Reload this new config into postfix with

sudo systemctl restart postfix

You should be all set up to send mail from your server! To test it’s working, you can send a test email to [email protected] with the mail command:

echo "Test message from postfix" | mail -s "Test message" [email protected] 

If you don’t get an email within a few seconds, something’s broken! Check your spam email folder, the Mailgun UI, and logs in /var/loc/mail*

mdadm

Now that we can send email from our server, the next step is to tell our disk monitoring software to use it. We’ll start with mdadm, which monitors the health of your RAID array.

Edit the mdadm config

sudo nano /etc/mdadm/mdadm.conf

and add/modify the MAILADDR setting to the recipient address alerts should be sent to:

then do a quick test with

mdadm --monitor --test --oneshot /dev/md0

(where /dev/md0 is a RAID array). You should get an email in your [email protected] inbox.

That’s all you need to do to have mdadm send email notification of any errors found during a check. However, it’s not uncommon for mdadm to be configured incorrectly and not be performing checks! So it’s worth checking regular checks are set up. Unfortunately this depends on your OS, but on Ubuntu 22.04 you can check for an entry under

sudo systemctl list-timers mdcheck_start

smartd

While mdadm will tell you when a disk has failed, there might be advanced warning of this in the disk’s SMART statistics. smartd is a service that can monitor these statistics and alert you if any fall out of compliance.

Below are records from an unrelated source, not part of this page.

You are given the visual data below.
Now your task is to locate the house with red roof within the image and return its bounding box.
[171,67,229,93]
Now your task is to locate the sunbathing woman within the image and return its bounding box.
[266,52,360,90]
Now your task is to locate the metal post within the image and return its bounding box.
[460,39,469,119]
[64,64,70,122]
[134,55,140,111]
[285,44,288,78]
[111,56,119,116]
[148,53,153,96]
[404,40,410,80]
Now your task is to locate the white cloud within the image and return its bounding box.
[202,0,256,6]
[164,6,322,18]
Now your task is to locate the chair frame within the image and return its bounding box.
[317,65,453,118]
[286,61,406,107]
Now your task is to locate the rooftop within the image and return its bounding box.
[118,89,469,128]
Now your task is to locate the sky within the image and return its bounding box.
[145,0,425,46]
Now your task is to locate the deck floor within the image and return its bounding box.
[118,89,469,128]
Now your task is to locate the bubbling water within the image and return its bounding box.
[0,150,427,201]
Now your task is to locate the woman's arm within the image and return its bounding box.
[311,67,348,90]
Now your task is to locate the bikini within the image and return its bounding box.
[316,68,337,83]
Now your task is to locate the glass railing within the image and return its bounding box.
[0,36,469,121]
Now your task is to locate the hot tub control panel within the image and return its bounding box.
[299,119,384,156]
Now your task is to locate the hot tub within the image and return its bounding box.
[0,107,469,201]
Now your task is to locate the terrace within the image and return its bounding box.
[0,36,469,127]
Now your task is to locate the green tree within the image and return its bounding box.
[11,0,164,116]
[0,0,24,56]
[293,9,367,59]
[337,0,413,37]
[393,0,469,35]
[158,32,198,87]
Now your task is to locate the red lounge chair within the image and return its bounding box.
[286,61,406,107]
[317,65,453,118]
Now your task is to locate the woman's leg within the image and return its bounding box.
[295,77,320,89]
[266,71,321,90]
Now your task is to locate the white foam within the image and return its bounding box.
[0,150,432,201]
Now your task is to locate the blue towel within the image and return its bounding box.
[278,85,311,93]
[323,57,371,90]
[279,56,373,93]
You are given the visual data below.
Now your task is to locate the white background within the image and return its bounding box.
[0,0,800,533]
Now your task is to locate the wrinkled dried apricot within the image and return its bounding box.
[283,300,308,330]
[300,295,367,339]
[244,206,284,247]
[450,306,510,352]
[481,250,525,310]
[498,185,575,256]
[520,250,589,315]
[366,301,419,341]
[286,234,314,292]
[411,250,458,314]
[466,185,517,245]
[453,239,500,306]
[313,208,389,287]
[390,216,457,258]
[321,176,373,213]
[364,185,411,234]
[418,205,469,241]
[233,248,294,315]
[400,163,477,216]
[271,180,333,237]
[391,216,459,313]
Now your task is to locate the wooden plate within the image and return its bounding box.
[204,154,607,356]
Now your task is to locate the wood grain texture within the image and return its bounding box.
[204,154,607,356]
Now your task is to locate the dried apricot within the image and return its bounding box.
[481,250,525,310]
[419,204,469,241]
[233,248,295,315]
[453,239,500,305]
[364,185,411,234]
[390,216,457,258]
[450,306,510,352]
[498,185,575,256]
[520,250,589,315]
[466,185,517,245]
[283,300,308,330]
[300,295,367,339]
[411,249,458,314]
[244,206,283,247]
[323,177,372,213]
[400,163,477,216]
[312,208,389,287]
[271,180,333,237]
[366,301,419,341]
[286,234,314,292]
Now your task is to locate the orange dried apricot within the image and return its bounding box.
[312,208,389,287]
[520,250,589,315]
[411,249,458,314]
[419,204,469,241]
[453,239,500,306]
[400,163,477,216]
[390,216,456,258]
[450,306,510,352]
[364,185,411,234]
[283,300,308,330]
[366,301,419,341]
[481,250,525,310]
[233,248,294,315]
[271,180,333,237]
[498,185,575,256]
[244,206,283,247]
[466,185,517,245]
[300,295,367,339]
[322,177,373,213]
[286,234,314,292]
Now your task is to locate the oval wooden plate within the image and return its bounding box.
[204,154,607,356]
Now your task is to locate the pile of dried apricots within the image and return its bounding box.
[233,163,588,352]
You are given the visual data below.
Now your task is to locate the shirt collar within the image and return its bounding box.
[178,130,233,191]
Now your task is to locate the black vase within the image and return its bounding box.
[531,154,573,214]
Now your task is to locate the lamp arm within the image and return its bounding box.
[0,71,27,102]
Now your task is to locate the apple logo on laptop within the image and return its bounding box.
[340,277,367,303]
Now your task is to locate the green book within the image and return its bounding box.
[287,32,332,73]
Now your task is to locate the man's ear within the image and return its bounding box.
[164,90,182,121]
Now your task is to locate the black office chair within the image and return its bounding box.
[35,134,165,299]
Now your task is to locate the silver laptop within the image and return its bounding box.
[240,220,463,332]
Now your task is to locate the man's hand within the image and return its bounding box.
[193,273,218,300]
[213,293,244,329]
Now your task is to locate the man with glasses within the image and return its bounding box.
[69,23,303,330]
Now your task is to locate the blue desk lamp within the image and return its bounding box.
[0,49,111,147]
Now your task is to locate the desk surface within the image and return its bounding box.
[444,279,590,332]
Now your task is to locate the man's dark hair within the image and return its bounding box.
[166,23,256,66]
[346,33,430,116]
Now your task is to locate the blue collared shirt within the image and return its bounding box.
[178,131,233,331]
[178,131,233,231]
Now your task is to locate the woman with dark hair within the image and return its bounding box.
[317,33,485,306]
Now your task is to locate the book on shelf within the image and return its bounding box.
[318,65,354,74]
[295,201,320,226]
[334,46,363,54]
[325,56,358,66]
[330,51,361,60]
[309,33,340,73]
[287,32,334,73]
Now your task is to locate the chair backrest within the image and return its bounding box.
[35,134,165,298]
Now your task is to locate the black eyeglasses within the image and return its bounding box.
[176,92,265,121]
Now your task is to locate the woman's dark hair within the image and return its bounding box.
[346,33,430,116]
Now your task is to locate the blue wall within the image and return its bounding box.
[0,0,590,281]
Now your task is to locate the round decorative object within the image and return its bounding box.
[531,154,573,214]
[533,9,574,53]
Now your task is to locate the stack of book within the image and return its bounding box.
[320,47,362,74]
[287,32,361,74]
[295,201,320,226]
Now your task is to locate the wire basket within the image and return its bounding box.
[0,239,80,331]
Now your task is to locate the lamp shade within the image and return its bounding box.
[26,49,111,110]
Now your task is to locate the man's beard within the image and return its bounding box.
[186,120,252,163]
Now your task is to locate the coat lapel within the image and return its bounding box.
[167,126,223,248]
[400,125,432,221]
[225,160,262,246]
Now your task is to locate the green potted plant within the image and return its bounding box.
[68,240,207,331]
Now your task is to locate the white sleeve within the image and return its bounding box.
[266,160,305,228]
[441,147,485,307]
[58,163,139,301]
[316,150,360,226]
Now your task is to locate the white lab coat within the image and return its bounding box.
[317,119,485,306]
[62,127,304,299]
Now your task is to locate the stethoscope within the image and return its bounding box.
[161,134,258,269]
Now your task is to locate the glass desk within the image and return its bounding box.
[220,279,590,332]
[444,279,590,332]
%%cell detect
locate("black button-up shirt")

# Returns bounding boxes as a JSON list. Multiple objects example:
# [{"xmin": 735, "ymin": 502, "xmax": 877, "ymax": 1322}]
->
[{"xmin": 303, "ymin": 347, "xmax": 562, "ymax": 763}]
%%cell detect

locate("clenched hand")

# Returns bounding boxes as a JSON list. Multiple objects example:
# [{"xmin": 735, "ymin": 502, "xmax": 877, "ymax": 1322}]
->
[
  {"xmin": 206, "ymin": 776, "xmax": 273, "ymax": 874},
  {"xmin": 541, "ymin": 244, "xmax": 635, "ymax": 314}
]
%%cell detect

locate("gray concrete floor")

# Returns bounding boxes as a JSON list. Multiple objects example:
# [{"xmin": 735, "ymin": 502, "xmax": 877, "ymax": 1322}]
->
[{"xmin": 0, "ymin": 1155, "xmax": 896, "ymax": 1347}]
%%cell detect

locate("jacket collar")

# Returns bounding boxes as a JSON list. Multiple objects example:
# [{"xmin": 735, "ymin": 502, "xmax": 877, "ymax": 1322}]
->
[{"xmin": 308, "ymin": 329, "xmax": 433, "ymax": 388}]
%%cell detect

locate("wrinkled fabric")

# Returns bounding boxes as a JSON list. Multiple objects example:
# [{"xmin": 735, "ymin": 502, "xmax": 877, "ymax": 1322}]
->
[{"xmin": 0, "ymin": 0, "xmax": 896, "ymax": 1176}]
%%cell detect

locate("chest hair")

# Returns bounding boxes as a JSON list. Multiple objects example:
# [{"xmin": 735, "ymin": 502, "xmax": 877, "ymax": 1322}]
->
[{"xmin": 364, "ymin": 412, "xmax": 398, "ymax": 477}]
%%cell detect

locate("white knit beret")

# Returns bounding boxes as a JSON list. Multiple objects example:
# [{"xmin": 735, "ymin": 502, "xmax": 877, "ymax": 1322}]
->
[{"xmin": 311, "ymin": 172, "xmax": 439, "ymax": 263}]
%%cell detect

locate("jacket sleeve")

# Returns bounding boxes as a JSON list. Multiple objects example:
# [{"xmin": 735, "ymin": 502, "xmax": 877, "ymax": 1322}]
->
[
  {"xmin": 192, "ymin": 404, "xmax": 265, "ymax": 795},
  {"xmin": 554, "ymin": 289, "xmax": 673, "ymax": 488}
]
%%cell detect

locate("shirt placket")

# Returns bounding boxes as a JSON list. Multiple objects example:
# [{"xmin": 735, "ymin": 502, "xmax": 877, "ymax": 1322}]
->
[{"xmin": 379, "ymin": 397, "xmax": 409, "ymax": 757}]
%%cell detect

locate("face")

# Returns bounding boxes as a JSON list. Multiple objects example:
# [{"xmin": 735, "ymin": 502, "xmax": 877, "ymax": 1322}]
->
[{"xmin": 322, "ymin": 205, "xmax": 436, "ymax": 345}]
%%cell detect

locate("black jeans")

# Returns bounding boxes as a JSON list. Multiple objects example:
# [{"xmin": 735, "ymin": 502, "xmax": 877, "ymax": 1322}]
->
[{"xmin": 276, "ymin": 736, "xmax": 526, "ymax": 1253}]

You may need to install smartmontools first if the smartd command isn’t found:

sudo apt install smartmontools

Modify the configuration file:

sudo nano /etc/smartd.conf

The file contains lots of commented example configurations, plus potentially an uncommented line beginning with DEVICESCAN. smartd can only handle a single DEVICESCAN directive, so comment any existing lines out then add

DEVICESCAN -o on -H -l error -l selftest -t -M test -m [email protected]

This setting will do the following

  • -o on: Enable monitoring.
  • -H: Check SMART attributes for pre-failure conditions.
  • -l error -l selftest: Check for errors as well as failed test results.
  • -t: Check changes in SMART attributes.
  • -m [email protected]: Send email alerts to this address.
  • -M test: Send a test email when smartd is started.

To test this setup restart the smartd service:

sudo systemctl restart smartd

You should get one email for each disk. You can leave config setting as-is, or remove ` -M test from /etc/smartd.conf` to get email alerts only for errors (not for service restarts).